Federer seeking golden seal in London
Updated: 2012-06-14 17:21
LONDON - With almost impeccable Swiss timing, Roger Federer has a last chance to fill the remaining spot in his bulging trophy cabinet on the court that witnessed the blooming of a tennis genius.
Roger Federer of Switzerland eyes the ball during his match against Adrian Ungur of Romania during the French Open tennis tournament at the Roland Garros stadium in Paris in this May 30, 2012 file photo. [Photo/Agencies]
His beloved Wimbledon hosts the Olympic tennis tournament in a few weeks and at 30, and with a record 16 grand slam titles to his name, Federer knows time is running short.
The recent domination of Rafael Nadal and Novak Djokovic has left Federer waiting for a 17th major since he won the Australian Open in 2010.
Only a fool would discount him from this year's grasscourt grand slam, a title he has won six times, but his best chance of glory on the lawns of southwest London might come a few weeks later at the Olympics.
From the moment he surprisingly lost to James Blake in the quarter-finals of the Beijing singles four years ago, Federer has been eyeing his shot at gold in London on Aug 5.
Not that it has become an obsession.
With a wife Mirka, whom he met while competing at the 2000 Sydney Olympics, two daughters, millions in the bank and an Olympic gold in doubles with friend Stan Wawrinka, Federer appears relaxed about his chances.
His on-court celebrations with Wawrinka in China, when both players rolled around hugging on the court, still bring a smile to his lips.
"I do feel less pressure...because I have won the Olympic gold in doubles already in Beijing with Stan, and that was an amazing feeling and made me very proud to do that for Switzerland," said Federer who cried after missing out on bronze at the Sydney Games and was knocked out in the second round by a then unknown Tomas Berdych in Athens 2004.
"I'm going to be super excited for the fourth time, but it is my fourth time so I think I'll be a bit more relaxed going into this Olympics," he said recently.
"But I don't feel like if I don't win this one, you know, it's a missed opportunity or whatever it is.

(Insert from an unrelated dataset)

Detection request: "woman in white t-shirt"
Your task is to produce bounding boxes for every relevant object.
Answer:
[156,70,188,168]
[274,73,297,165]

I tried as hard as I could many times, particularly the last two, and I had a legitimate chance at winning the Olympic gold.
"It's going to be a great tournament. I want to enjoy it, not just crumble under pressure and just talk about that if I don't win.
"That's not how I see it. Any medal would be a good one, but obviously in my situation, I've got to aim for gold."
Some believe that tennis does not need the Olympics.
However, Nadal's joy at winning in Beijing proved how much the title meant to him and should Federer crown his career this year it could become one of the iconic images of the London Games.
Federer clearly believes Olympic recognition is good for tennis.
"Wimbledon actually helped the London bid get the Olympics, I think it was big, even though Wimbledon doesn't really need to be part of the Olympics, to be quite honest," he said.
"It's big for I think the game of tennis, looking ahead to the future Olympics, and for the players of this generation. I couldn't be more excited."
Roger Federer of Switzerland hits a return against France's Jo-Wilfried Tsonga during their semi-final match at the Australian Open tennis tournament in Melbourne in this Jan 29, 2010 file photo. [Photo/Agencies]
The format may well help Federer too.
Best of five sets against the top guns these days has become a tall order, even for a player whose level has remained incredibly high despite the rise of Nadal and Djokovic.
At the Olympics, a best-of-three-sets format is used until the final. Matches could be decided by a moment of magic, which Federer still has in abundance.
Federer has twice carried the Swiss flag at the opening ceremony and it would be a surprise if that were not to happen again. After all, he is Switzerland's greatest sportsman and, each summer in London, he has become almost royalty.